Using R Analytic Functions in PostGIS
This is the third and final post of the series intended to introduce PostgreSQL users to PL/R, a loadable procedural language that enables a user to write user-defined SQL functions in the R programming language. The information below provides sample use of R Functions against the NDVI dataset.
As introduced in the previous posts, the combination of PostgreSQL and R provides users with the ability to leverage the power and efficiency of PostgreSQL and the rich analytic functionality of R. When further combined with PostGIS, the geospatial extender for PostgreSQL, users can perform powerful spatial analytics within the PostgreSQL database. It is our hope that these posts will cause those building analytic applications to give PostgreSQL a second look.
The first post in this series provided users with an introduction, and discussed acquisition of administrative area boundary polygons (USA states and counties) and geocoding. The second post in this series worked through preprocessing of Normalized Difference Vegetation Index (NDVI) satellite raster data in preparation for spatial analytics.
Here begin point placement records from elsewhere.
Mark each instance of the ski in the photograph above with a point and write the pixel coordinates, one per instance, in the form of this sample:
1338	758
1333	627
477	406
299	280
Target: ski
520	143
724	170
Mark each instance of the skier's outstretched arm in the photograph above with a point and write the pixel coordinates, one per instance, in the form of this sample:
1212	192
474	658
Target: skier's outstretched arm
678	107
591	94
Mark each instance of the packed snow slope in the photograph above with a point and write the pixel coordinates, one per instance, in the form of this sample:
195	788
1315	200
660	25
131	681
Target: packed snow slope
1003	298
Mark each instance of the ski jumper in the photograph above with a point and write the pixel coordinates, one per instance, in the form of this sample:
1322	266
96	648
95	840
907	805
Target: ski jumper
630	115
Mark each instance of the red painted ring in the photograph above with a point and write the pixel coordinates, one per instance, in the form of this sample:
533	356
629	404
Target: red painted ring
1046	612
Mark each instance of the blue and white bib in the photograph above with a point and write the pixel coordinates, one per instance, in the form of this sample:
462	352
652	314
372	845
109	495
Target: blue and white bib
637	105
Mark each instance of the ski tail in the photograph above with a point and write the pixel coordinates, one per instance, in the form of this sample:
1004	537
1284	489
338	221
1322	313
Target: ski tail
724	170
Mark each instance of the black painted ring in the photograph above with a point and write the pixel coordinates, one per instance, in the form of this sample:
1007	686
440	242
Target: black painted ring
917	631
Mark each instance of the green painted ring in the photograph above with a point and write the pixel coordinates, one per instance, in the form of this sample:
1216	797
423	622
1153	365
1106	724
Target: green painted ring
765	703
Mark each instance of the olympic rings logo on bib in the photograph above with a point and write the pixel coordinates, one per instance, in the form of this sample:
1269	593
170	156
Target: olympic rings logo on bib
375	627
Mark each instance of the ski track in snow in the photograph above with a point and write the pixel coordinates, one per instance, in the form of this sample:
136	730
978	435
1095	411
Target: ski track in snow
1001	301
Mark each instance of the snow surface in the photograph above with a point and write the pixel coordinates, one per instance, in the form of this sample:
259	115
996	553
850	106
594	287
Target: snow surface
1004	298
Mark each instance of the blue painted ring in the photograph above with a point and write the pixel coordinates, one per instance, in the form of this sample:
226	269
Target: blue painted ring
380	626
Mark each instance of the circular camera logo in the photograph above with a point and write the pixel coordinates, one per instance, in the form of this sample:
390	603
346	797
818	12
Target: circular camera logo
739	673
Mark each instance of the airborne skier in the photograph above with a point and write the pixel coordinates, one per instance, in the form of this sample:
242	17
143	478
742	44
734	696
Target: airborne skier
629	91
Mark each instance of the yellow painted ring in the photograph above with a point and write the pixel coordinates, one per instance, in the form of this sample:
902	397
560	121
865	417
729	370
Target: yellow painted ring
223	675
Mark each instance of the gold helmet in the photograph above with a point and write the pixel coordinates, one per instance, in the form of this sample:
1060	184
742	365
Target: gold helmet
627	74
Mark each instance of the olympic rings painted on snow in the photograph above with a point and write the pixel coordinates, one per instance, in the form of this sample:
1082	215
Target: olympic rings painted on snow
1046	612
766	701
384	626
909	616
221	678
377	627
Example Overview and Setup
This series of posts uses NDVI data from the moderate-resolution imaging spectroradiometer (MODIS) made available by the United States Geologic Survey (USGS). This data is used to demonstrate R analytic operations in PostgreSQL and PostGIS:
- Determining Average NDVI for a Particular Location Over Time
- Visualize Average NDVI for a Particular Location Over Time with
ggplot
- Visualize Average NDVI for a Particular Location by Month
- Visualize Same Month Average NDVI for a Particular Location by Year
For information regarding the background for this analysis and the example set up, please take a moment to review the initial post in this series.
Analytics Operations
Having previously preprocessed and ingested the data from our example, it is now possible to perform a wide variety of R analytic functions against the data. This post works through a few examples of potential analysis as well as the resulting graphical output.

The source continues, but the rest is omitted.